Sebbene spesso il dibattito intorno al reddito minimo si concentri esclusivamente sui costi della misura, sarebbe altresì utile un’analisi dell’impatto che il reddito avrebbe sulla povertà e la diseguaglianza in Italia. Secondo una simulazione che condotta utilizzando i dati della Banca d’Italia su “I bilanci delle famiglie italiane 2010”, costruendo un modello di simulazione statistica molto semplice è possibile notare come l’indice di Gini (una misura della diseguaglianza che varia da 0 ad 1 e si riduce se il trasferimento di reddito avviene dal più ricco al più povero), passerebbe da un dato iniziale (situazione italiana al 2010) dello 0,3309 ad un valore che potrebbe addirittura scendere allo 0,328, una riduzione importante per un paese diseguale come il nostro. Ovviamente l’impatto di ogni misura di reddito minimo dipende da come essa viene formulata. Rimodulando alcuni aspetti delle misure e dei criteri di accesso, si potrebbero determinare dei cambiamenti sulle stime di costo, come ad esempio la definizione di condizioni patrimoniali aggiuntive ai criteri reddituali (elementi fondamentali che mancano completamente nei testi di legge di Sel e del M5S e che sono al più compresi nell’indice Isee della proposta Pd); la subordinazione dell’accesso al beneficio a particolari percorsi di formazione e di politiche attive del lavoro (elemento che manca nel testo di legge del M5S); le stime di costo andrebbero invece riviste a rialzo in caso di introduzione di soglie di deducibilità per i redditi da lavoro; idem con l’introduzione di soglie di deducibilità spese per l’affitto o per il pagamento di mutua abitazione; concorso al finanziamento del sistema delle regioni su strumenti di reddito indiretto (accesso ai trasporti, ai servizi culturali, sostegno all’affitto ecc..).
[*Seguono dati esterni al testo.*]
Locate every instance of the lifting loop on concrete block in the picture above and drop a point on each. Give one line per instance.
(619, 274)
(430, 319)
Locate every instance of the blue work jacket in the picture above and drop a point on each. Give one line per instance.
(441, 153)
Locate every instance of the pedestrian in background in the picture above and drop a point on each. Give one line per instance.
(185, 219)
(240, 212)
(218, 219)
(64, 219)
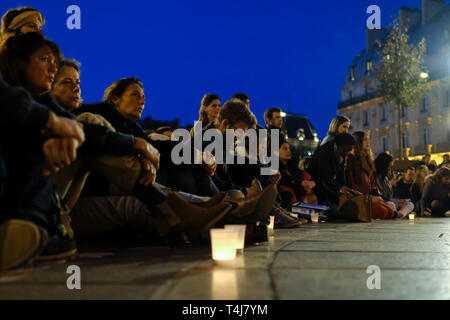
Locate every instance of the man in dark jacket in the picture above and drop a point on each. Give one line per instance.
(25, 200)
(327, 167)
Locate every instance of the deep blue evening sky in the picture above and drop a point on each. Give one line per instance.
(182, 49)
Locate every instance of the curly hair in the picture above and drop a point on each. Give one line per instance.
(364, 157)
(118, 88)
(436, 177)
(206, 101)
(235, 110)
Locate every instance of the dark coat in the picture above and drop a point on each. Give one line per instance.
(328, 172)
(358, 178)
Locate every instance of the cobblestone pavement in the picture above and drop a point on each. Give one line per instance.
(324, 261)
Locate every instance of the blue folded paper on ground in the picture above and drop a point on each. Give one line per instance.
(304, 210)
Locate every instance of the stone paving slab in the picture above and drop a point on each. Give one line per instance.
(357, 260)
(321, 261)
(352, 284)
Sul piano strettamente operativo occorrerebbe un sistema snello di raccolta delle domande e delle informazioni, necessarie all’istruttoria, con rapida definizione delle procedure e sollecita predisposizione dei pagamenti dovuti.
Un ultimo aspetto fondamentale, sul quale le forze politiche non hanno ancora dato una risposta sufficiente è la questione di una titolarità individuale del beneficio, completamente indipendente dal nucleo familiare. Ciò costituirebbe un vero e proprio avanzamento dei principi del welfare italiano, ad oggi familista e assistenziale.